Virtual events are not necessarily easy, as different employees have different needs and set-ups when working from home. The company had to innovate and to rethink what it means to give back to the community, but from a virtual standpoint.

Members were asked to share their thoughts and plans for Community Day - but the directions that followed were open questions, enabling employees to speak freely about the causes closest to their hearts. As exemplified by ViacomCBS, this format allows for interpretation of a brief and elevates employee stories from different backgrounds, age groups, and cultures. Despite the challenges of a globally dispersed team working from home, Viacom’s Virtual Service Day was a huge success: employees from 24 offices and regions came together to achieve a total of over 10,000 hours of virtual good, engaging over 100 organisations in the process.

It goes to show that creating a safe space in which employees feel comfortable doing so couldn’t be more paramount to strengthening your organisational culture and setting the tone for the entire business landscape.

Training/coaching/directing UGV

This creative takes the concept of briefing to the next level, empowering individuals by giving them the support necessary to produce high quality user generated video content. In a recent documentary, Seenit worked with the BBC to capture the student experience.

The theme of the documentary was freshers week, as seen through the eyes of the students themselves. To make this a reality, five uni students were provided with training necessary to document their first week of university through their smart-phones.

Ahead of filming, students were invited to the studio in London, where they were taught the principles of storytelling and given advice on what to film and how best to capture their experience. The result was inspiring to say the least: a video collage of unique stories and moments of courage from real people; an immersive insight into the highs, lows, fears, and hopes that would give would-be students an opportunity to see behind the promos to the real experiences of those embarking on a new journey.

Breaking the fourth wall

A technique used in comedy films and series’ such as BBC Three’s Fleabag, breaking the fourth wall is an acknowledgement within the video of the imaginary wall that divides the subject and the audience.
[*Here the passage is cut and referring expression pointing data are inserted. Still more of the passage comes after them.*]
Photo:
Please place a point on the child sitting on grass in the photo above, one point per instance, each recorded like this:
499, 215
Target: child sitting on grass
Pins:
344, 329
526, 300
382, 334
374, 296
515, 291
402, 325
In some cases, the subject will address the audience directly, turning to the camera and speaking honestly - in others, the subject will simply acknowledge the intention of the video such as a marketing campaign to immediately build trust.

This concept lends itself well to UGV; it can add humour, promote authenticity and pull the audience into the story, just as high-quality bike manufacturer Specialized showcased in a recent campaign. Their ad begins with a phone call between two presumed members of the marketing team discussing the campaign, in which one of them suggests sending bikes out to customers and asking them to film their first test ride. It’s no secret that people are generally distrustful of marketing - so what better way to disarm the audience by addressing the fact that their campaign strategy is a risky move?

Immediately, the fourth wall is broken as the two discuss the potential of the campaign going very wrong as part of the ad itself before launching right into the videos shot by the customers themselves.

Combining professional content and UGV


Another example from HSBC:


UGV can be powerful as a standalone, or it can be combined with professionally shot content to seamlessly string together a narrative and amplify a message. This was done exceptionally well by Nokia, who brought to life an ad campaign that centred around our networks of loved ones, team mates, support systems and supply chains during the Covid-19 crisis.

The campaign pulls together authentic content from smartphones as well as professionally produced videos into a moving piece that captivates the human side of their brand beautifully. Where video producers used to big-budget campaigns would never have originally contemplated UGV as an avenue due to the lack of production value, Nokia have demonstrated the power of combining both formats in going beyond a company’s product to showcase what lies at the heart of the business - its values.